Через минуту, показавшуюся вечностью, наконечник был извлечен из раны. Амбруаз Парэ отбросил его прочь и наклонился над зияющей раной. Когда он поднялся, лицо его светилось восторгом. И в это мгновение, словно осознав только сейчас всю важность свершившегося, он пал на колени, простер руки к небу, и слеза радости медленно скатилась по его щеке.
Никто не проронил ни слова, все ждали, что он скажет.

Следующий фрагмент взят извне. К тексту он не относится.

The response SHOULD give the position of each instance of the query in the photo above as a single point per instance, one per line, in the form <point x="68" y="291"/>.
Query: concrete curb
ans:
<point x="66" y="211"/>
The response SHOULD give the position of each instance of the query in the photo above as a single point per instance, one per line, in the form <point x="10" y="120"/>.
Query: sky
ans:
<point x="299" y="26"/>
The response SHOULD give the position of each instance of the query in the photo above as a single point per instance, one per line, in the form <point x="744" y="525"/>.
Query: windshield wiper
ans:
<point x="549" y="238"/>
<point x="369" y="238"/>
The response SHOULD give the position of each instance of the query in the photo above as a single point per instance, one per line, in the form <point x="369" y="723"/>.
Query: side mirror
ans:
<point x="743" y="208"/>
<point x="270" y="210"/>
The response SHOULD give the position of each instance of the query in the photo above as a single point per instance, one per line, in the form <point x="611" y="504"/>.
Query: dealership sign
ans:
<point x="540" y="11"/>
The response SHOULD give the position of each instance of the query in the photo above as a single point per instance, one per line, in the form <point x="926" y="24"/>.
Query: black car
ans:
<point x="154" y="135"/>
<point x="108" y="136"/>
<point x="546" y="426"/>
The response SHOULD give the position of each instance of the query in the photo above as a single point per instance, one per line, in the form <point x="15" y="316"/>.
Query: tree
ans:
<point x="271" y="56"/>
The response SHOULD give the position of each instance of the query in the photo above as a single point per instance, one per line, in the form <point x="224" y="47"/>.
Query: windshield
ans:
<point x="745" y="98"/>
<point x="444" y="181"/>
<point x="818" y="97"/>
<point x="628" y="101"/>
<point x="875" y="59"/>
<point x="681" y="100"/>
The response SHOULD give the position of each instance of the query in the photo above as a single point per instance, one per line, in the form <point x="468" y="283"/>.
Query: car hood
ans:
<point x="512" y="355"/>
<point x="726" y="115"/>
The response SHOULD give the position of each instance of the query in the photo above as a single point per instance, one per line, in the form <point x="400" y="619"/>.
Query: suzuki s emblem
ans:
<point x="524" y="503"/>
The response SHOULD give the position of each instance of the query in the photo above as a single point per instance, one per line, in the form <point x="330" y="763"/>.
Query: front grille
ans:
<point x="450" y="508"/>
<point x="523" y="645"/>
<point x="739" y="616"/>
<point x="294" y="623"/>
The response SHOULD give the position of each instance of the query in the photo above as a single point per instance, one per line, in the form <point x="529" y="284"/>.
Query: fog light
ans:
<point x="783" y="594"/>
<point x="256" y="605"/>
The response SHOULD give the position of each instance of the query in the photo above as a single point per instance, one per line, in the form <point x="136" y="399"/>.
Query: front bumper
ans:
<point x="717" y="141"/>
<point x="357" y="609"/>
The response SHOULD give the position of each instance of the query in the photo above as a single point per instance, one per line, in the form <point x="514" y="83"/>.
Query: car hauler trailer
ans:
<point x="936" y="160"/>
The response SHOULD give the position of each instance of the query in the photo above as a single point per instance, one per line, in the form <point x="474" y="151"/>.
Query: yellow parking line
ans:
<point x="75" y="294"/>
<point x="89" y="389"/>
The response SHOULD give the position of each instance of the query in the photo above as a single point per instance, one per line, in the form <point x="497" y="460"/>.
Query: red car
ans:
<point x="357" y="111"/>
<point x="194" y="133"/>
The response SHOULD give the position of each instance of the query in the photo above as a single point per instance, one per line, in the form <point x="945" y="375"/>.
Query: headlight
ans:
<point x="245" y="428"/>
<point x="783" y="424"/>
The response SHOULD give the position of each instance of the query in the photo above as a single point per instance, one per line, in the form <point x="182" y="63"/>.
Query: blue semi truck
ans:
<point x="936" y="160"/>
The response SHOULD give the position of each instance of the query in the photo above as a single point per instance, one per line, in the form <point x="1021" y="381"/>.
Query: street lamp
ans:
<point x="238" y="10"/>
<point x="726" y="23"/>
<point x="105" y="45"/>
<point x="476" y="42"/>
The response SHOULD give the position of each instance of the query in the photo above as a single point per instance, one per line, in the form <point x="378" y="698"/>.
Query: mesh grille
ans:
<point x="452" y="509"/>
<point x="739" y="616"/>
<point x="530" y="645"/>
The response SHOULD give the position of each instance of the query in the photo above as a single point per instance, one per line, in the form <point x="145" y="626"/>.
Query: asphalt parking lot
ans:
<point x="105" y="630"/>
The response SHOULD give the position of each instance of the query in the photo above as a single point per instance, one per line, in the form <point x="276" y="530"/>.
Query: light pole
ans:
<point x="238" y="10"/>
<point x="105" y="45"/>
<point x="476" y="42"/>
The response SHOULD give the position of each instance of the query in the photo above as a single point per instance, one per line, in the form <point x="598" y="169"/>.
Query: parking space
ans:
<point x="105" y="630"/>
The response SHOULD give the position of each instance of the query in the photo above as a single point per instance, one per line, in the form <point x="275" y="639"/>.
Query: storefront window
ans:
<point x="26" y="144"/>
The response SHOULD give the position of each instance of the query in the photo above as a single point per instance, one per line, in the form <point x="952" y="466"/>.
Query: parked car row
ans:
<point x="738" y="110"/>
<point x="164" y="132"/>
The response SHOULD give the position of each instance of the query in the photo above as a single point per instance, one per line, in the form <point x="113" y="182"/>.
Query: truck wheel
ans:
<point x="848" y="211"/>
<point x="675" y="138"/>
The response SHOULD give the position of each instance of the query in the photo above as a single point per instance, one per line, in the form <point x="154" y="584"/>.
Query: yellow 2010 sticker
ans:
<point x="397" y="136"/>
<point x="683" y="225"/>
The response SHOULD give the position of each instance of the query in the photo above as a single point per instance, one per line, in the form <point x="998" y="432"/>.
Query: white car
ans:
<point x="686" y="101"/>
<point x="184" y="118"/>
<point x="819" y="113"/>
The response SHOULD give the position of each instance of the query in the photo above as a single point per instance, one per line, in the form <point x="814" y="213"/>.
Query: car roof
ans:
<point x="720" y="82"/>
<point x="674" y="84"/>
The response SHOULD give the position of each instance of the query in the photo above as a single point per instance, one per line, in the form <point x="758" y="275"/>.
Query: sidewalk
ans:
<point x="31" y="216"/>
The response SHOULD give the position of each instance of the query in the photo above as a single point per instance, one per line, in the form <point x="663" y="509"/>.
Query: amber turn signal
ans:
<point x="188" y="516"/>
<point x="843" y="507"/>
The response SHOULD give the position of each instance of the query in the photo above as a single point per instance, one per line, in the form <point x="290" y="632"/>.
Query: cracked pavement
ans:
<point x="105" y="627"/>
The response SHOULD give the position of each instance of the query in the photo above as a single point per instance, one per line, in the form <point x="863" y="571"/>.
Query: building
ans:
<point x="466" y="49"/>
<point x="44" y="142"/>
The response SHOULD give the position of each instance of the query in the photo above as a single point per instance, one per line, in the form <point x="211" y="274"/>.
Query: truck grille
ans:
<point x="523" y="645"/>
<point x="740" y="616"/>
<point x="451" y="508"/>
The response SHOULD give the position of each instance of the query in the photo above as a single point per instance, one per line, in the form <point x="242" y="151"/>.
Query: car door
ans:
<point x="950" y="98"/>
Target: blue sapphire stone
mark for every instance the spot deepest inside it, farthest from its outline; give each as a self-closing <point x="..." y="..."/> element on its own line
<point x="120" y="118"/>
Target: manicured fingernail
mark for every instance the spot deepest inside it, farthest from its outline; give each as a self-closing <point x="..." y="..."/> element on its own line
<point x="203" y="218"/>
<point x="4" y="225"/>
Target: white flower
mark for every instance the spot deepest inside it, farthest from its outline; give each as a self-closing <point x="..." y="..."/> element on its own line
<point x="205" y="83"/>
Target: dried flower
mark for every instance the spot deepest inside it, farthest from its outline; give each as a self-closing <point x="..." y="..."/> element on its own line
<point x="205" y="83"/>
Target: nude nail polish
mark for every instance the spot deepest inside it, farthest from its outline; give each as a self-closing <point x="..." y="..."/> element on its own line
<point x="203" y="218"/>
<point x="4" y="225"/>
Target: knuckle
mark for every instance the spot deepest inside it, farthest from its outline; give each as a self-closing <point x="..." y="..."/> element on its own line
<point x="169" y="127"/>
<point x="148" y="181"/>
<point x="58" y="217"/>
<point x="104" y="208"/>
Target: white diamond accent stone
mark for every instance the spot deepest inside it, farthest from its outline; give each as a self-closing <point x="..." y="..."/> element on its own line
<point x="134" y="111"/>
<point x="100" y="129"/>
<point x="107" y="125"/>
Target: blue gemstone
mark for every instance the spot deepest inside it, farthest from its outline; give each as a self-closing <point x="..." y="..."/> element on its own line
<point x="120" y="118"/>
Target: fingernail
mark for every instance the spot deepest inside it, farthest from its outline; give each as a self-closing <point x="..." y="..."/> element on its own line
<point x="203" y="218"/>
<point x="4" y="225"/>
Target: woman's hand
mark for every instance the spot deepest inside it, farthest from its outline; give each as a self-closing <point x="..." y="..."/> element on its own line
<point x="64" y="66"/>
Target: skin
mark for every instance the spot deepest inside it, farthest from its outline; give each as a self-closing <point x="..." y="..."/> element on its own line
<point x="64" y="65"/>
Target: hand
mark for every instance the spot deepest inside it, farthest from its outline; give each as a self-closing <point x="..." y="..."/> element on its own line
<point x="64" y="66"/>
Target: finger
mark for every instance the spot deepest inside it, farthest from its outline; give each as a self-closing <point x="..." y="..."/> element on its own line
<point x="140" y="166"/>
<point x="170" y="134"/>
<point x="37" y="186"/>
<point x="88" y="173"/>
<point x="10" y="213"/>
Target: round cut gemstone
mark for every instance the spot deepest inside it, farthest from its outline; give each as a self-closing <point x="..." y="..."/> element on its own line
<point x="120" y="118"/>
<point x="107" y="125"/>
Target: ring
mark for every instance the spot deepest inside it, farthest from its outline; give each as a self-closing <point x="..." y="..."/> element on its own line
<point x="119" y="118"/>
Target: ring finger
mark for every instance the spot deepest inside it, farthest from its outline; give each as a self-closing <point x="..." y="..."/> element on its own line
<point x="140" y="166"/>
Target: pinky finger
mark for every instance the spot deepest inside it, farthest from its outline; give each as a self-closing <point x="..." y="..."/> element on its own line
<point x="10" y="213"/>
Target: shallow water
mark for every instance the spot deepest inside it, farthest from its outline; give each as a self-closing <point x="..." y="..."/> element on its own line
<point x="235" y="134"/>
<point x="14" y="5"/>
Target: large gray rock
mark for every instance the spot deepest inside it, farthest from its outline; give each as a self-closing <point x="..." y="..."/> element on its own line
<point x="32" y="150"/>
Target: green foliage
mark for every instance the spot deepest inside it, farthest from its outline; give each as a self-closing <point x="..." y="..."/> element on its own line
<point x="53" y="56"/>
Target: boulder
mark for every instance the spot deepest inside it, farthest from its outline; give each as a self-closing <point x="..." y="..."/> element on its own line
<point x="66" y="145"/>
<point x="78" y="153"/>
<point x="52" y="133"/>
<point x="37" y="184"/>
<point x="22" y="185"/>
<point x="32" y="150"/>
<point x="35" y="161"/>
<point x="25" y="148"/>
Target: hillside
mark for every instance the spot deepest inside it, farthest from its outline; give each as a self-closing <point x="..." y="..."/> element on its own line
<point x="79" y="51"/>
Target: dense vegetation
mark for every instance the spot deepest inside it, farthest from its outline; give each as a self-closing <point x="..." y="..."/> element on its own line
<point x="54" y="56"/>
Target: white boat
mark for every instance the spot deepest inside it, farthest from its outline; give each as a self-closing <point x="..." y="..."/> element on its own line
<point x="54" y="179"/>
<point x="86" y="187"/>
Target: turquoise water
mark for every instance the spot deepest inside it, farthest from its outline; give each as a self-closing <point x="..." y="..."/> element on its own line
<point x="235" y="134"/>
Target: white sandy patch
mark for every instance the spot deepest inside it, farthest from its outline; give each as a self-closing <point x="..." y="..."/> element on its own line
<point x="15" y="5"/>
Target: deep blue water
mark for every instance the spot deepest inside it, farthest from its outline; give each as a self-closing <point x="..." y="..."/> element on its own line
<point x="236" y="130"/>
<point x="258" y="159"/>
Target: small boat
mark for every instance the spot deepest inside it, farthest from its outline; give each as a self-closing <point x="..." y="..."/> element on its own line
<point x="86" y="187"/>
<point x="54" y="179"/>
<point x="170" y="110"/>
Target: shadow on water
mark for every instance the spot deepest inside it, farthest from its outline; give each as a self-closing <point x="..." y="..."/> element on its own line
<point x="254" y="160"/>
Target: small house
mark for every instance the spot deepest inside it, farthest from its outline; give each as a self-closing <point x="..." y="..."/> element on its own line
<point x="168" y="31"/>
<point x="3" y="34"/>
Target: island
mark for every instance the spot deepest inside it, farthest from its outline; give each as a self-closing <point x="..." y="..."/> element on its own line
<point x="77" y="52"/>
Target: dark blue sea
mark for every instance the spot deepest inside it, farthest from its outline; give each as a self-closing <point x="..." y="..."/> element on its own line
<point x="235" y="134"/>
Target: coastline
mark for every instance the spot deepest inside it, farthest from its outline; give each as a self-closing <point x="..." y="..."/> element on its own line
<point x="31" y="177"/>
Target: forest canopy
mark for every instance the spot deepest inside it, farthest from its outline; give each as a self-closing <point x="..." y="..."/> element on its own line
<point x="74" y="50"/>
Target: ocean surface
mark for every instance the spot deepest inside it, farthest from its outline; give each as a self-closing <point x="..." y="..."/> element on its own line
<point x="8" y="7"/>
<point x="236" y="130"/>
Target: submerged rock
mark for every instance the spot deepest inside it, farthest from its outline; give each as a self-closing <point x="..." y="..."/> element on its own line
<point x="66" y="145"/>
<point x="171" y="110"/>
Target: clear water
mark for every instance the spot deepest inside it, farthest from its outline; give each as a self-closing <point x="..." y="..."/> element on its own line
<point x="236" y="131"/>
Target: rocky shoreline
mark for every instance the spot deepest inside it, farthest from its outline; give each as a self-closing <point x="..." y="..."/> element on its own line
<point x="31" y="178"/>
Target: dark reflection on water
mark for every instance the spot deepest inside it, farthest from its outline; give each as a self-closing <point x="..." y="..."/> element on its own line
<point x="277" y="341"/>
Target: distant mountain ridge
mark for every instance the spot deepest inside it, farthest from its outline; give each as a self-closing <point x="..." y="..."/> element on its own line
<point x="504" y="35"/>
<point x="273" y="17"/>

Наконец прозвучал его торжественный, взволнованный голос:
– Теперь я могу ручаться за жизнь герцога де Гиза!
И действительно, час спустя к герцогу вернулось сознание и даже речь…
Амбруаз Парэ заканчивал перевязку, а Габриэль стоял у кровати, куда перенесли славного пациента.
– Итак, Габриэль, – говорил герцог, – я вам обязан не только взятием Кале, но и самой жизнью, ибо вы чуть ли не силой заставили пропустить ко мне мэтра Парэ!
– Да, ваша светлость, – подтвердил Амбруаз, – если бы не виконт д’Эксмес, мне бы не добраться до вас.
– Вы оба меня спасли!
– Поменьше говорите, ваша светлость, – прервал его врач.
– Молчу, молчу. Лишь один вопрос.
– Какой, ваша светлость?
– Как вы полагаете, мэтр Парэ, отразятся ли на моем здоровье последствия этой ужасной раны.
– Ни в какой мере. Единственное, что сохранится, – это шрам, царапина, метка!
– Шрам, – вскричал герцог, – и только-то? Шрам всегда к лицу солдату. Пусть меня так и зовут Меченым, я ничего не имею против. Меченый – это прекрасно звучит!
Всем известно, что и современники, и потомки согласились с герцогом де Гизом, и он вошел в историю под именем Меченый.
XXIV. Непредвиденная развязка
Теперь перенесемся в столовую семейства Пекуа, куда Жан велел перенести Мартен-Герра. 7 января вечером Амбруаз Парэ с присущей ему удачливостью произвел бедному оруженосцу ампутацию, которую признал необходимой. Итак, зыбкая надежда сменилась уверенностью, что Мартен-Герр, хоть и искалеченный, останется в живых.
Трудно описать раскаяние или, вернее, угрызения совести Пьера Пекуа, когда он узнал от Жана правду. Человек суровый и честный, он не мог себе простить свою ужасную ошибку. Теперь он чуть ли не умолял Мартена располагать всем, что у него было. Вполне понятно, что Мартен-Герр и без этих ненужных просьб простил и даже оправдал незадачливого оружейника.